Winter On The Black Ridge
Trail UK|March 2017

To Snowdonia, where Trail discovers that a silent valley, raking ridgeline, classic scramble and fresh dump of snow make for a truly magical route.

Oli Reed

I look up from my snow-crusted boots, taking a break from the monotony of focusing hard on every delicate foot placement, and allow myself a few seconds to absorb the surroundings. My concentration has been broken by the hum of helicopter blades thumping somewhere beneath me, shattering the silence of the empty valley below. Ahead of me is a beautifully sculpted ridgeline, crowned by a pristine dollop of snow, knobbled like the backbone of an enormous alligator, leading straight to the summit of the third highest mountain in Wales.

I don’t mind admitting this place has taken me by surprise. I know I’m in Snowdonia because I drove through Bethesda a couple of hours ago, but it certainly doesn’t feel like it. It feels vast, empty, brutal, forgotten. Cwm Llafar, the gaping valley above which our ridge sits, is certainly more Scotland than Wales. It’s almost three miles from the nearest road, with the only indication of prior human habitation found in the decaying relics of industry we passed on the long, lonely walk-in.

We chatted briefly with a cheery Dutch walker shortly after setting off from the village of Gerlan, but we’re all alone now, perched high on the monstrous northern crags of Carnedd Dafydd, about to tackle the kind of ridge your parents would warn you never to go anywhere near. The ridge is the Llech Ddu Spur (otherwise known as the black ridge), a masterful scramble in a setting so spectacular you could be forgiven for thinking you’d jumped on a plane and jetted 1,000 miles into the heart of the Alps.

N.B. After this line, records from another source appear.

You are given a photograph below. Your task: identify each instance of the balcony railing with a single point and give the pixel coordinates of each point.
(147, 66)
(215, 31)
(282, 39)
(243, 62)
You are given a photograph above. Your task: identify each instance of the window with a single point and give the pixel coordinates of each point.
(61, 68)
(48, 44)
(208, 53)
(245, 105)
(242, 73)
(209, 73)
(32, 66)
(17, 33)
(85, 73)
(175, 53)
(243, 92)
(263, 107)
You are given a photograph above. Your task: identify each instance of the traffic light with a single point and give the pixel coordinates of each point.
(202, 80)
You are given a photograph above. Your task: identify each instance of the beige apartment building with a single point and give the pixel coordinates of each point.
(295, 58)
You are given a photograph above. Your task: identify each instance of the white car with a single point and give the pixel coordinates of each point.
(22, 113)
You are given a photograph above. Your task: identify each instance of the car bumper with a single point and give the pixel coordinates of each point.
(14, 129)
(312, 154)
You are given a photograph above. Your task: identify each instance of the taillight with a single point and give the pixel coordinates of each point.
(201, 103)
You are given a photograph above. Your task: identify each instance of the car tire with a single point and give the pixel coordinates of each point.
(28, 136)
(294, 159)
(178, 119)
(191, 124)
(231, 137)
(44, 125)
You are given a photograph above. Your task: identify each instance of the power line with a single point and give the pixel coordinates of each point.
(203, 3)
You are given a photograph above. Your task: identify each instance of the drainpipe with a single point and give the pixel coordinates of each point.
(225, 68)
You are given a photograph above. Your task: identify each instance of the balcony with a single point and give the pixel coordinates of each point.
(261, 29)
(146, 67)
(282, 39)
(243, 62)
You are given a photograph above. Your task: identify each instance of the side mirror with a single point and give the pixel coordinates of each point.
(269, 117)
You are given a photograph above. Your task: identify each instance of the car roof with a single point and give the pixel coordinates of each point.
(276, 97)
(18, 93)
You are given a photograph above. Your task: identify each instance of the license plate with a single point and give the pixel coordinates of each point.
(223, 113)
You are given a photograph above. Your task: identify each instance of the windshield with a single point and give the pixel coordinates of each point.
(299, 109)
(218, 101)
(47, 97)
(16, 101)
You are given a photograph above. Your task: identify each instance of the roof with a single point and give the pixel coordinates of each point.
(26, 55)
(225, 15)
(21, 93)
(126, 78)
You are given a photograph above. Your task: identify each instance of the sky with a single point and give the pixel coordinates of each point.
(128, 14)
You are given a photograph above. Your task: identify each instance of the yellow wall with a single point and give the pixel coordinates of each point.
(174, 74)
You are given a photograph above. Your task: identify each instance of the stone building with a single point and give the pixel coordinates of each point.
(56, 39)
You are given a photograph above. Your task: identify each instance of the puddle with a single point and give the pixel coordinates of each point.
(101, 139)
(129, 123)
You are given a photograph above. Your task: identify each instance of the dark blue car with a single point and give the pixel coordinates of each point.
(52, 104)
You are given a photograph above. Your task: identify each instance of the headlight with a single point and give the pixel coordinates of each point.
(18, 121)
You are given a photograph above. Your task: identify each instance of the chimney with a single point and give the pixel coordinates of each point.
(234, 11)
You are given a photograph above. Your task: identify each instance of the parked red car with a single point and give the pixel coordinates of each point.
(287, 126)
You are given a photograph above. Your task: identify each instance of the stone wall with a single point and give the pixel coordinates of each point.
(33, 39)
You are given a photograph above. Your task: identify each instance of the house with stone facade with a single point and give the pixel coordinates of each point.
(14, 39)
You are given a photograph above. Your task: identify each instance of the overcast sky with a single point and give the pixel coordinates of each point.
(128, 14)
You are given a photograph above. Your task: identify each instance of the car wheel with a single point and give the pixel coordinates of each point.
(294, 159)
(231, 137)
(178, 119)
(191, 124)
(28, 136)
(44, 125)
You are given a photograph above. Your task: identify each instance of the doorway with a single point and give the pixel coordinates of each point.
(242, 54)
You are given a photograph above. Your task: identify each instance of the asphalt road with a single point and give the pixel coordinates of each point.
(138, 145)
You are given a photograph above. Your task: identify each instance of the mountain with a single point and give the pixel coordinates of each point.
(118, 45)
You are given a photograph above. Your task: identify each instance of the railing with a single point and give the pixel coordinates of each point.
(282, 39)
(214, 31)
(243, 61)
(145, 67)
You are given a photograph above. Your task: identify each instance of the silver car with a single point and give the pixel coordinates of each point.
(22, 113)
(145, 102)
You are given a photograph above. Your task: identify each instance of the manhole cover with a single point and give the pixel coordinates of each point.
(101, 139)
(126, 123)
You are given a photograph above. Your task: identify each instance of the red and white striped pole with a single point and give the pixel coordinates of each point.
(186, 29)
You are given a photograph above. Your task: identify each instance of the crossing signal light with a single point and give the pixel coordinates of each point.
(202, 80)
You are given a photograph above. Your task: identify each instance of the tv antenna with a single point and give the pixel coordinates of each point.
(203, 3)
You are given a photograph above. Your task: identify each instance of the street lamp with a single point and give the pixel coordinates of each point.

The vicious, beautiful arc of the Ysgolion Duon cliffs – 1000 metres wide and 250 metres high – sweeps away to my left, encircling the head of Cwm Llafar. I can’t quite believe I’ve never been here before, or heard so little about it. Surely those cliffs, this ridge, these views, should be plastered across every Snowdonia National Park postcard or fridge magnet? But thankfully they aren’t, because then we wouldn’t have it all to ourselves.